One good thing about such crackdowns is that the perpetrators remain on the run and their activities come to a halt, Nur Mohammad said. As a result, he added, law and order improves.
He further said lack of training, expertise and professionalism are also to blame for the failure of the drive against militancy.
Terming the recent targeted killings a new trend, he hoped police would put all their strength to stop the attacks.
Since the beginning of the drive on June 10 till Wednesday, 11,684 people, including 166 suspected militants, were arrested, according to a statement of police headquarters.
The police headquarters on Wednesday also said that “another special drive” to arrest wanted accused and arms and narcotics traders and users began on June 6 and ended on June 13. Police never had informed the media about this “another special drive” before.
There are reports of some errant cops being indulged in “arrest trade” in the name of the special crackdown. Some have allegedly released arrestees taking money from families.
About the anti-militancy drive, home Minister Asaduzzaman Khan Kamal said it was meant to stop targeted killings.
“The drive is one of the means to stop targeted killing. We have arrested wanted accused, suspects and some identified militants,” the home boss told reporters at his residence in the capital.
He added, the process to arrest them began long ago and “We have been successful.”
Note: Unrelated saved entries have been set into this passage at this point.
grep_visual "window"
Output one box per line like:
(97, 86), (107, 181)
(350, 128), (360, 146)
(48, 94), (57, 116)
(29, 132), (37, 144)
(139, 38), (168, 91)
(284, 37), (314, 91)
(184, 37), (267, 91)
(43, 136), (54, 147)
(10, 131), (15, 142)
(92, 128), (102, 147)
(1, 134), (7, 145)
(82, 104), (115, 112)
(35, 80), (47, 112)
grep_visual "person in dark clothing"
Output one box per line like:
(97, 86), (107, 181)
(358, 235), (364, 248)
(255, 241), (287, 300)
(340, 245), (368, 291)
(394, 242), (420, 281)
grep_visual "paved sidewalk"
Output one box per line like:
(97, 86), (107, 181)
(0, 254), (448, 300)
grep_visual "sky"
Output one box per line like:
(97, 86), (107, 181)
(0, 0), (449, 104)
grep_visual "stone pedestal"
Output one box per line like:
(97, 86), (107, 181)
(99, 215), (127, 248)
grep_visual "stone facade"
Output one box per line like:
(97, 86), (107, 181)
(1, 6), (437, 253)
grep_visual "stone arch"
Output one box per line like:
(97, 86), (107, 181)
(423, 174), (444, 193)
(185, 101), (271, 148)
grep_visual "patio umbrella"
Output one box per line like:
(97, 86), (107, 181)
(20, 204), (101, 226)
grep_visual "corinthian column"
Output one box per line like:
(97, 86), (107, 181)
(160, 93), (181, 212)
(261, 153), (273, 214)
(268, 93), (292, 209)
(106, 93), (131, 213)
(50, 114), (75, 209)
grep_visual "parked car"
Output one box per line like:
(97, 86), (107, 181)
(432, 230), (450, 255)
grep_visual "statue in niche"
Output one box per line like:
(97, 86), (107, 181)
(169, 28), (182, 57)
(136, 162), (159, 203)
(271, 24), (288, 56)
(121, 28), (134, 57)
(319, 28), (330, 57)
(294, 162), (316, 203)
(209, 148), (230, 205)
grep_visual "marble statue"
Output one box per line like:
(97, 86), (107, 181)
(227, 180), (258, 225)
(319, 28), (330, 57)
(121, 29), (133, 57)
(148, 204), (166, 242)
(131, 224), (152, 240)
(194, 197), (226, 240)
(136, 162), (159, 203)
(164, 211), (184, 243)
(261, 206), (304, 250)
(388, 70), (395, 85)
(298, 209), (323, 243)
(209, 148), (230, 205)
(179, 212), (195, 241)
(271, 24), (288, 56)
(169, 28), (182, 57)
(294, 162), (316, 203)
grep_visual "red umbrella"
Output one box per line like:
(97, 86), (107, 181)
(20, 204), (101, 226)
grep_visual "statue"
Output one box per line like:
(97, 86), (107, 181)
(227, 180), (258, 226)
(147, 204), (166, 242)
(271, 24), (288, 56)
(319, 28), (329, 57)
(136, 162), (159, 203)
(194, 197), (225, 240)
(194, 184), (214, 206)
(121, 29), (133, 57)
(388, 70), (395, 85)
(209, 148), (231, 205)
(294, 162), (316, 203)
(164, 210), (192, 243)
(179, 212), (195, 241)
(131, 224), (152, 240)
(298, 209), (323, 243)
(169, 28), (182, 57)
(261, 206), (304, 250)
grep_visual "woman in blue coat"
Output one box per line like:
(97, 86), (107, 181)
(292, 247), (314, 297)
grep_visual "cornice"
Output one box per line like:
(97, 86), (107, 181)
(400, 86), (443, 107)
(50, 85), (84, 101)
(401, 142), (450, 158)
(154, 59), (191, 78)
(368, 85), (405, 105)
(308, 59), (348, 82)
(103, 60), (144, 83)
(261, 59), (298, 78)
Inspector General of Police AKM Shahidul Hoque said they had launched a drive against wanted accused, arms and drug dealers and all other criminals ahead of Eid like every year.
“Then in the wake of some incidents involving militants in Chittagong, Natore and Jhenidah, we launched another crackdown targeting homegrown militants,” he told BBC Bangla Service yesterday.
Replying to a query, the IGP said the arrestees include those who were directly involved in different banned militant organisations.
The number of arrested militants in the weeklong drive is big, he added.
He thinks the homegrown militants are not that much organised. “I don't think they will be able to carry out any massive attacks.”
“We have not found the organisations or who are leading the groups,” he said, adding that it's no big challenge.
The IGP also said not even 20 percent of the total militants arrested so far are from madrasas. They want to establish caliphate but some of the arrestees do not have a minimum knowledge about it, he added.